Cleavage is nice, you can't make fun of it; but you must admit, it can be quite humorous at times. |
I'm now at school and am finished with listening to Flickerstick, for now.
I'm getting my homework ready for my next class, which is in an hour or two. I'm so not psyched to get work done, but I think that it will be easier this time. I've been working on a secret to success and I think that I've figured it out. I'll never tell you...
What I will tell you is that social informatics seems less important to me now that I've been considering majoring in theater.
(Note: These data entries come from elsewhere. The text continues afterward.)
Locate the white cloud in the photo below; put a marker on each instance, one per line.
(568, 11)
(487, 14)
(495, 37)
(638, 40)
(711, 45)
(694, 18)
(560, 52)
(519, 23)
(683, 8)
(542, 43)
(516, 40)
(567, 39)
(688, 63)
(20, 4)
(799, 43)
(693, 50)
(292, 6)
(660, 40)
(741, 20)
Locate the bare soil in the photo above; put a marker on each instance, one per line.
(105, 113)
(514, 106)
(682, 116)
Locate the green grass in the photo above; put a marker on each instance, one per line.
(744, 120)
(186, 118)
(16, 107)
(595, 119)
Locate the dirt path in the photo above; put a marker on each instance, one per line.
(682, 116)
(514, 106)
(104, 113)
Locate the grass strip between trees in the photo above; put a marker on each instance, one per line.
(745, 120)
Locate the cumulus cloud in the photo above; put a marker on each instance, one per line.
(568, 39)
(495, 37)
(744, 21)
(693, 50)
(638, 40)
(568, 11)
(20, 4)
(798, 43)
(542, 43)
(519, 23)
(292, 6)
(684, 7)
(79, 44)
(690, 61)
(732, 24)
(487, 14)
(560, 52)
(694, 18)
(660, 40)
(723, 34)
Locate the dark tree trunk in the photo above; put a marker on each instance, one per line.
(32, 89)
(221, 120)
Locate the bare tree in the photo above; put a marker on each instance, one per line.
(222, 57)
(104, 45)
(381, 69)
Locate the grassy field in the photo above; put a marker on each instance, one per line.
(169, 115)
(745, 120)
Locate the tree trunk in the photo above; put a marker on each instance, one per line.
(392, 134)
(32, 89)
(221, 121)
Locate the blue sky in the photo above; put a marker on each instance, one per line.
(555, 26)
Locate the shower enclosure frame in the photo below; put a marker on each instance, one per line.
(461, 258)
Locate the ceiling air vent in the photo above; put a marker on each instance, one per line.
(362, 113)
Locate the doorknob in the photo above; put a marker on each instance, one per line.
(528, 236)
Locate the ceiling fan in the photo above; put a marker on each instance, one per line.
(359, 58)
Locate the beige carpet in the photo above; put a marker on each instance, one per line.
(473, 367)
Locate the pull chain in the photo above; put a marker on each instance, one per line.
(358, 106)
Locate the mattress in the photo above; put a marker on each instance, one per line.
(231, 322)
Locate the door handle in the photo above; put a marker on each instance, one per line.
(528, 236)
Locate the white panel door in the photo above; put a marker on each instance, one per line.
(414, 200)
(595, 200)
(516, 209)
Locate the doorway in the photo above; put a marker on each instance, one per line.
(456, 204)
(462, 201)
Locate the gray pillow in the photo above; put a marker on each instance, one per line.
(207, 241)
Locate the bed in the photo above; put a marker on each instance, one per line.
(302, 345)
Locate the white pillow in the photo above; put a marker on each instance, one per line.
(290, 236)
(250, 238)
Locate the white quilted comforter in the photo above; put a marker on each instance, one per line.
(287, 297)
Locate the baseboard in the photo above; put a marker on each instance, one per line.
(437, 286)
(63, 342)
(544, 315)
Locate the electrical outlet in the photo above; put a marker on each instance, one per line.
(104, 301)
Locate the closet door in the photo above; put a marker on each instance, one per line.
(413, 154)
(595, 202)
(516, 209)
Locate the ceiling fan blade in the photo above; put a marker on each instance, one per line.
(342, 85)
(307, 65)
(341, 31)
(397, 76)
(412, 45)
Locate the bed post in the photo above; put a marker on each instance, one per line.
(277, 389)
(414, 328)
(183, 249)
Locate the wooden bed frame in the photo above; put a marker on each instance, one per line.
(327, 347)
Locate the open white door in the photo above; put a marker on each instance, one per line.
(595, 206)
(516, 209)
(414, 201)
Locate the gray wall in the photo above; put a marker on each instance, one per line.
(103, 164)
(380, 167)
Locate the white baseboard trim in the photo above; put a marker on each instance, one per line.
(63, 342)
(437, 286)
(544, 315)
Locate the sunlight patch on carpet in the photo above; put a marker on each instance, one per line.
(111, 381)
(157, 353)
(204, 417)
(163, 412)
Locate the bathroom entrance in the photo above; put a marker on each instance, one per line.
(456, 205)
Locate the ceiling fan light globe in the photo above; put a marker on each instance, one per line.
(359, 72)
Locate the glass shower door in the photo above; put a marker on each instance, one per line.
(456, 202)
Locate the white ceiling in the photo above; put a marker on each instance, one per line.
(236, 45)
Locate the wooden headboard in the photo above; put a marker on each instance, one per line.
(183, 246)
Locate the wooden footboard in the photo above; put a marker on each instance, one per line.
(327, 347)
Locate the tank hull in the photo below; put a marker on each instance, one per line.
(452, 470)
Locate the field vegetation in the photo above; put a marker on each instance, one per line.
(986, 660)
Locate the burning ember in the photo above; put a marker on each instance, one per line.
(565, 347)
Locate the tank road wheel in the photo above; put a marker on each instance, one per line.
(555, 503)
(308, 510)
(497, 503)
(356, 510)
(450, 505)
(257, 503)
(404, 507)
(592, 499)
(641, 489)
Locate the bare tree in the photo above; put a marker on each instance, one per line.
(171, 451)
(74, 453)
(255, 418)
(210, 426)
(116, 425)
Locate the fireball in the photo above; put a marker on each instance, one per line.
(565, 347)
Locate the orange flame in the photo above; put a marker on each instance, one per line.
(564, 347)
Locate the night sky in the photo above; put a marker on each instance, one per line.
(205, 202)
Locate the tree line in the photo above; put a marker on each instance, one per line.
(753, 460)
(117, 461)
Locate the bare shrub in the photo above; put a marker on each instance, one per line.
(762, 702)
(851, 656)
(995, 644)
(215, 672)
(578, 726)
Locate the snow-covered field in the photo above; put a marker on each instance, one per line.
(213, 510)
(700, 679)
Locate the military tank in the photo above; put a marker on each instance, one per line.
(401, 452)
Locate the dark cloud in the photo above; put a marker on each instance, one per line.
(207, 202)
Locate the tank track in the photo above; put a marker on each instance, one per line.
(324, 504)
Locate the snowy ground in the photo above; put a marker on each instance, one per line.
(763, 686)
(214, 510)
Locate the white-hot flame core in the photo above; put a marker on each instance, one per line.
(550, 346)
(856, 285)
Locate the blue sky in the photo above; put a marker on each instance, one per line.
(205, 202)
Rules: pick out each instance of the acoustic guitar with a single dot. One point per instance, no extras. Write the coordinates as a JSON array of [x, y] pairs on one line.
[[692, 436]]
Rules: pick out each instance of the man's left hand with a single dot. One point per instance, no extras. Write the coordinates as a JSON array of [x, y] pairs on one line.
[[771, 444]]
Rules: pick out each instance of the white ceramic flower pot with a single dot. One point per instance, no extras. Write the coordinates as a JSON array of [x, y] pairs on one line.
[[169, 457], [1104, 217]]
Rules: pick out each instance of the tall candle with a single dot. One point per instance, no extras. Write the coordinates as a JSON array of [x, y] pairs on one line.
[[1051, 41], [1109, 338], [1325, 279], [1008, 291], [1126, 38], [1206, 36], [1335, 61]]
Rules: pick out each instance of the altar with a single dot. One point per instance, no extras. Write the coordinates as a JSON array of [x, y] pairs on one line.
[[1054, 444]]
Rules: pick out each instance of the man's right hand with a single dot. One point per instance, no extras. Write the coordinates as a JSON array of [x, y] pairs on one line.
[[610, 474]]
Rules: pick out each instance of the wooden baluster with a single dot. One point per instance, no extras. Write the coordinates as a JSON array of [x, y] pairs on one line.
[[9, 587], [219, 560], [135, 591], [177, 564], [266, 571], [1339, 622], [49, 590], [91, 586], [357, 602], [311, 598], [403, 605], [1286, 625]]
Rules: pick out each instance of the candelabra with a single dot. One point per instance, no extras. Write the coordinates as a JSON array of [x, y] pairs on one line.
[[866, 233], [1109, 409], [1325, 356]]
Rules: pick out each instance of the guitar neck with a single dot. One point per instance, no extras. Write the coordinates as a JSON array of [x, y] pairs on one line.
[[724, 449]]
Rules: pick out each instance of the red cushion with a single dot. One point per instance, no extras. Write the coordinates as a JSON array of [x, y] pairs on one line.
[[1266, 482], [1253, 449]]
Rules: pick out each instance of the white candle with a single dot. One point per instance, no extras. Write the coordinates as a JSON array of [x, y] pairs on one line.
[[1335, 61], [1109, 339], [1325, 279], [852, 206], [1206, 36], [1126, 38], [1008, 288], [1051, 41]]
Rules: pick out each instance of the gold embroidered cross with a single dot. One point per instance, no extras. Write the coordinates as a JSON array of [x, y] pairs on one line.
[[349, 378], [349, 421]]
The class is pretty cool though; it gives me lots of opportunities to argue with people, something I think I'm good at.
For example: People are scared of me in my Microeconomics class, because I had an argument with someone over Communist and Socialist economic systems and Capitalist systems. I won't go over it point by point, but I will tell you that the person got pretty heated and I made them look like a fool.
Hooray for me; making people feel stupid is not my goal in life, so thus I will try to stop that.
But seriously, hooray for school... school, school, school and more school...
yep
On one further note, though; it is my one year xanga member anniversary. One year ago I came up with the brilliant idea to join this crapshoot and futher glorify my own stupidity. So in my most seriousness, why the fuck did I call myself mrpinstripesuit? I don't wear pinstripes every day?
In the names' defense though, my favorite baseball team (the Cubs) wear them at home, and I like to wear pinstripes when I go swing dancing.
But do these stripes define me as a person?
No. I see these pinstripes now in my evergrowing knowledge as the bars of a jail cell, holding me back from further growth, academic success, and maturation as a person.
What will I do about this atrocity of a concept?
Absolutely nothing. So fuck you and everyone. Hell, fuck me. I don't give a shit. I didn't start this site to make you happy, whisper sweet nothings in your ear, cuddle with you, lick your face or anyother androgenous love-sentiments. I made this site to write what I feel, in hopes of better understanding who I am. Has it been a success, you ask?
Yes. I am now the picture perfect image of a happy nineteen year old. I've found some direction, and I've stopped failing classes. I've even become able to not only look for girls who aren't trouble, and begin relationships.
So on this glorious holiday of excellence, let us raise our hands in exultations to the lord for beginning xanga.